For many male cheerleaders, college is the end of the line. Until recently, male cheerleaders in the NFL were nonexistent. But last August, Quinton Peron and Napoleon Jinnies were the first male cheerleaders to join the Los Angeles Rams, and became the first to perform at the Super Bowl in February. Shortly after the two were hired by the Rams, Jesse Hernandez made the cut for the New Orleans Saints’ cheerleading team.

“This is a new idea for some people," Tanguay said, “but for others? Obviously not, especially in our social climate. ... The one thing that unites us all is the fact that we all love the Eagles.”

“What you notice about Kyle immediately is his energy -- he reminds me of this big, happy puppy,” said Suzy Zucker, the Eagles’ resident choreographer. “He’s got the biggest smile in the world and this great energy. He was very intense during the whole audition process.”

For Zucker, Tanguay’s final audition was the best because he “puts his own style into his performance.” She also mentioned how Tanguay uses his 6-foot-2 stature to his advantage. “Sometimes it can be difficult being a tall dancer, but Kyle really knows how to work the stage. He has such a presence.”

So what can Tanguay expect as a male NFL cheerleader?

“I didn’t expect to see so many die-hard fans,” said Peron said, who’s entering his second season as a Rams cheerleader. "They’ll come up to you in the grocery store and tell you they follow you and how happy they are for you. I haven’t experienced any pushbacks. I was excited to see so many male fans show support.”

Peron also said that Tanguay can expect to be busy. From appearances to workshops to rehearsals to game days, Peron said, the life of a professional dancer during the summer and fall months can be hectic, yet rewarding.
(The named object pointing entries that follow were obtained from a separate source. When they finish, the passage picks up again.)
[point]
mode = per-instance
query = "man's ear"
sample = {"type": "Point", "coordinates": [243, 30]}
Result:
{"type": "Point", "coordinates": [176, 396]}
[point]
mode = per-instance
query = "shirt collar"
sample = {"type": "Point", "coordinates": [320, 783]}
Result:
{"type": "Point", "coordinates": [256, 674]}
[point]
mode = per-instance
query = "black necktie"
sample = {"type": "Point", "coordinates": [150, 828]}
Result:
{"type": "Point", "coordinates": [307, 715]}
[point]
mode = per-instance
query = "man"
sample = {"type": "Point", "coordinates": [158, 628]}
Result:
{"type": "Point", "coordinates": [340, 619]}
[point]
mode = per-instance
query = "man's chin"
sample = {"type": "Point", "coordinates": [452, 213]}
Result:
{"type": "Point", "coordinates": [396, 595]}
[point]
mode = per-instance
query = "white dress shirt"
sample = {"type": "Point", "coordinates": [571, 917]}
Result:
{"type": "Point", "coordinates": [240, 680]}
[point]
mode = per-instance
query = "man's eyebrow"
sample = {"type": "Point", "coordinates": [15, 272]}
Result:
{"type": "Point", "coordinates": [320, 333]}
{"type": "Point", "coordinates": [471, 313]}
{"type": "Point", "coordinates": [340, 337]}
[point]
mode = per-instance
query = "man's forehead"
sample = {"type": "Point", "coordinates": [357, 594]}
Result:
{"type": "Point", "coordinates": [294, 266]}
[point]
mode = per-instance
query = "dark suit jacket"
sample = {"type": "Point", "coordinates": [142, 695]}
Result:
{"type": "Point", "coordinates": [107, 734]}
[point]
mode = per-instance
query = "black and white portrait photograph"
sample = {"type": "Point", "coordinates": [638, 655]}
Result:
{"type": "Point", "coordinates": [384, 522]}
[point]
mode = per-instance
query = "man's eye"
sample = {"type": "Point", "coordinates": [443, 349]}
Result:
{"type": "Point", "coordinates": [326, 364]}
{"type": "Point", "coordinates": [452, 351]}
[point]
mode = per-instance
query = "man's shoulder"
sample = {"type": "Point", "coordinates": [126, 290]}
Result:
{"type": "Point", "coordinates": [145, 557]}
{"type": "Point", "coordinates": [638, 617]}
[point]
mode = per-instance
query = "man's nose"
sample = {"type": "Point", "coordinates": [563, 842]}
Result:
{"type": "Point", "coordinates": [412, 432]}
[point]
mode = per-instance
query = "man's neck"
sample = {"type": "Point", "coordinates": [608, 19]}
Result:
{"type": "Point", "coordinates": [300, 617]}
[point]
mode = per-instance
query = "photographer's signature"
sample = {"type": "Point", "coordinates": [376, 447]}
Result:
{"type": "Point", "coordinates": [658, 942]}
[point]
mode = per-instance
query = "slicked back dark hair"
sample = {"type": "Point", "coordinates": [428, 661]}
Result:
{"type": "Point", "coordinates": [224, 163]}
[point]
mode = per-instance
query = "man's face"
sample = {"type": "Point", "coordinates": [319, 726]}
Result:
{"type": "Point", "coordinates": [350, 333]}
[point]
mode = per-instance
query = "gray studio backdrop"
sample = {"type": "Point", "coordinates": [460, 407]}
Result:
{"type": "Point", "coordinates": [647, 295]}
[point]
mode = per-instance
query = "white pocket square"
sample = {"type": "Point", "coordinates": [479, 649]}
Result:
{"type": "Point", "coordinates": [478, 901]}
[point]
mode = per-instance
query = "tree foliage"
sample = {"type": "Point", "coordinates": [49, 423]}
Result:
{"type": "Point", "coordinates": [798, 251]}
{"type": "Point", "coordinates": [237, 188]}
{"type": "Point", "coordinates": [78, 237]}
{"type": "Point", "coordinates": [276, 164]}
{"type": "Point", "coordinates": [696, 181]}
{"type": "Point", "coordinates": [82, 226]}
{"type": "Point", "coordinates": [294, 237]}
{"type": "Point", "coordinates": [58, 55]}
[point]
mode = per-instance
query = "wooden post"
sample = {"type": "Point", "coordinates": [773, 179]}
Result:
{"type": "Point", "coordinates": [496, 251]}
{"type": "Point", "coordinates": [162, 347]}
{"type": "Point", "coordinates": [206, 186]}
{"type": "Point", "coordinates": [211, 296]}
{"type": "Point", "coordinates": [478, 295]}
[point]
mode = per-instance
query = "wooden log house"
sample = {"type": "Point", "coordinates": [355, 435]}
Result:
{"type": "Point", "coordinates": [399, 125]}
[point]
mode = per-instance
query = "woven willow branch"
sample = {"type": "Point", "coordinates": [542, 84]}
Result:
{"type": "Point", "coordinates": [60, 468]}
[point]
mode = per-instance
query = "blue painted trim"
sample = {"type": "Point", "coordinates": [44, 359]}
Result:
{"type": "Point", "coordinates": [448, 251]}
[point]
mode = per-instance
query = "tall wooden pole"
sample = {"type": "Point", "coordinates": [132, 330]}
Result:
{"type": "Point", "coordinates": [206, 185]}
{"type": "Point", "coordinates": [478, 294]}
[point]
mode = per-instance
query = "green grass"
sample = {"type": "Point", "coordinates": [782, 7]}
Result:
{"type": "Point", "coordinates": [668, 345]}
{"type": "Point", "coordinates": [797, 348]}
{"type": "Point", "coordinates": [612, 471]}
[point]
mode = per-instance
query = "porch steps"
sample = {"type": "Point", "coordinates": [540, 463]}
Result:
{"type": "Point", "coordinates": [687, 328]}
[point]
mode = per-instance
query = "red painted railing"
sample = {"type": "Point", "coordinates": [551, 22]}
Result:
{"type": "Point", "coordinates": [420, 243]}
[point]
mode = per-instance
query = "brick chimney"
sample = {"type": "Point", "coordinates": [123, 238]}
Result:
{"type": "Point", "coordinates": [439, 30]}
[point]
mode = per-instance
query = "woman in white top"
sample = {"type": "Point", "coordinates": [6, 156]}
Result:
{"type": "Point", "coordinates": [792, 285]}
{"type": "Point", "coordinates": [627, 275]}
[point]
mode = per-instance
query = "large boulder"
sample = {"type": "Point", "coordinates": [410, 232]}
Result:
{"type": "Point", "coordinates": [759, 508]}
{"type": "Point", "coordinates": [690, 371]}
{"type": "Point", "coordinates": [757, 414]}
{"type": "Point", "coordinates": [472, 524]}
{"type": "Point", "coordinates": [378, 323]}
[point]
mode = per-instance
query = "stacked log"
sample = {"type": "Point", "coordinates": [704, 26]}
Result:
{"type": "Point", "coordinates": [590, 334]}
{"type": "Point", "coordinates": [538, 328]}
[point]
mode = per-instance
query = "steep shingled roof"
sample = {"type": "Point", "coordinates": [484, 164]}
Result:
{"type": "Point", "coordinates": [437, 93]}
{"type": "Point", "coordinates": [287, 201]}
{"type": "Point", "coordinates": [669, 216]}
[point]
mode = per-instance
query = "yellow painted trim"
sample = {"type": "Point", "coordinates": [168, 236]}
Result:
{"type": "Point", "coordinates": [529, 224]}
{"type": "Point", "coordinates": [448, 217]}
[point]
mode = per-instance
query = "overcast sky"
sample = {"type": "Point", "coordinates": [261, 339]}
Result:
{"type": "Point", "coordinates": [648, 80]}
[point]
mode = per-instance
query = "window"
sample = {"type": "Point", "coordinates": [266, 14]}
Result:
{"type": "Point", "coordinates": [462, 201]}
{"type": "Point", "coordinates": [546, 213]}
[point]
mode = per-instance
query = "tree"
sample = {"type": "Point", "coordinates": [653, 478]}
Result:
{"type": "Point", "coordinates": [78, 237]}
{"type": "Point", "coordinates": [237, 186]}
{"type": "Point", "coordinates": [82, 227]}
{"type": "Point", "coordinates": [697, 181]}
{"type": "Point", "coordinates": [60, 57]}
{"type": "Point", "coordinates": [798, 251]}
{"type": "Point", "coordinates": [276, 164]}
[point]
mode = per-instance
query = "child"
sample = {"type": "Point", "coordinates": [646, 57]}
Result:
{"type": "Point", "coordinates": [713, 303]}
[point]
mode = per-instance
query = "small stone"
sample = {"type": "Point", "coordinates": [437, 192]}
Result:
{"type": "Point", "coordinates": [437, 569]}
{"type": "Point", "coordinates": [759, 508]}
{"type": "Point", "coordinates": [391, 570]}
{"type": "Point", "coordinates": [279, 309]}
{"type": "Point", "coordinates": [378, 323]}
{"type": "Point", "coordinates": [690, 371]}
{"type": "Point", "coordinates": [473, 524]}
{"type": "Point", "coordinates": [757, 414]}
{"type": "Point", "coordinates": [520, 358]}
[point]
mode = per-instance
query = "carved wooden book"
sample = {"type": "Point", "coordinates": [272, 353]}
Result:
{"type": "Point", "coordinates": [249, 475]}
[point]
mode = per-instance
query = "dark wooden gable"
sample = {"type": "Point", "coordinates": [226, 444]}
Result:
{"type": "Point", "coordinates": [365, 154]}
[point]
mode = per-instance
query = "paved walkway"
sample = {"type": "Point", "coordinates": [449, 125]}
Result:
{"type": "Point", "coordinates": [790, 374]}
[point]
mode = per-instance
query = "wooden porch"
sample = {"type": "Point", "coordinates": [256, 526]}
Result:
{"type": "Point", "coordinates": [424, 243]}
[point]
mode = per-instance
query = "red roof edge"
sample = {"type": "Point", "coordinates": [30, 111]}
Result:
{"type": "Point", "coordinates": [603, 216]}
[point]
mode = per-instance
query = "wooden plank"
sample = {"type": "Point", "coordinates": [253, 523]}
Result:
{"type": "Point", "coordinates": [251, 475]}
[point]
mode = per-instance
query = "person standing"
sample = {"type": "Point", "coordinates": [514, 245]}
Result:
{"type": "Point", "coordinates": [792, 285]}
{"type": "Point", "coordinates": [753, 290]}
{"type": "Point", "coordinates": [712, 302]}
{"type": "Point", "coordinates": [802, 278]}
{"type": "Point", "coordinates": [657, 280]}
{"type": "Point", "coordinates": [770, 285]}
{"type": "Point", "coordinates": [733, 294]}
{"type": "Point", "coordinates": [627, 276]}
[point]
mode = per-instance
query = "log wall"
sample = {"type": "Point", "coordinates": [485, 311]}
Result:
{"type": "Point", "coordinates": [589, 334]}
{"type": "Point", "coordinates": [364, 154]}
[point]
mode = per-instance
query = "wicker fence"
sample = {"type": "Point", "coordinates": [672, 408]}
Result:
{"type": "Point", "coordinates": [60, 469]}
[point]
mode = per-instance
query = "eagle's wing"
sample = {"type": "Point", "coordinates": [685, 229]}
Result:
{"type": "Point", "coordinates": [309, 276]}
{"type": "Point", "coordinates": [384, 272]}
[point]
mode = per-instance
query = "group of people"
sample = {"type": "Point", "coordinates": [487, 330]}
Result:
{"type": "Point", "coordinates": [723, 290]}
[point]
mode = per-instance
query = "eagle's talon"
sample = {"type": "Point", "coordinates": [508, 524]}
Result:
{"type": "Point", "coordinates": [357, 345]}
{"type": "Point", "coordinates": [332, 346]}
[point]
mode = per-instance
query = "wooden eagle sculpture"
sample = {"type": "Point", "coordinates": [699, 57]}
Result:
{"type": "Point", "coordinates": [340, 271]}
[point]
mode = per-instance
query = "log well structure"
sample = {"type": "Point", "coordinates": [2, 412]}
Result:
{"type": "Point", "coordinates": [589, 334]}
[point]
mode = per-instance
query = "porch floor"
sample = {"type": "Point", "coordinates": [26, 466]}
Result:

Being the only male on the team isn’t a big deal for Tanguay.

“I would just encourage people to keep an open mind and just have faith in the process and trust that the decision was made with the intent to give the fans the best experience possible," he said.

When asked about his next milestone, Tanguay said he’s taking it one day at a time. He wants to focus on finishing school and being the best NFL cheerleader he can be.

“I think Kyle is going to grow exponentially as a person with this experience," Zucker said. “When you’re a dancer, you’re a solo performer. But when you’re a cheerleader, you’re part of a team. Kyle is going to have a family of 35 other teammates. I think that experience is going to change him drastically.”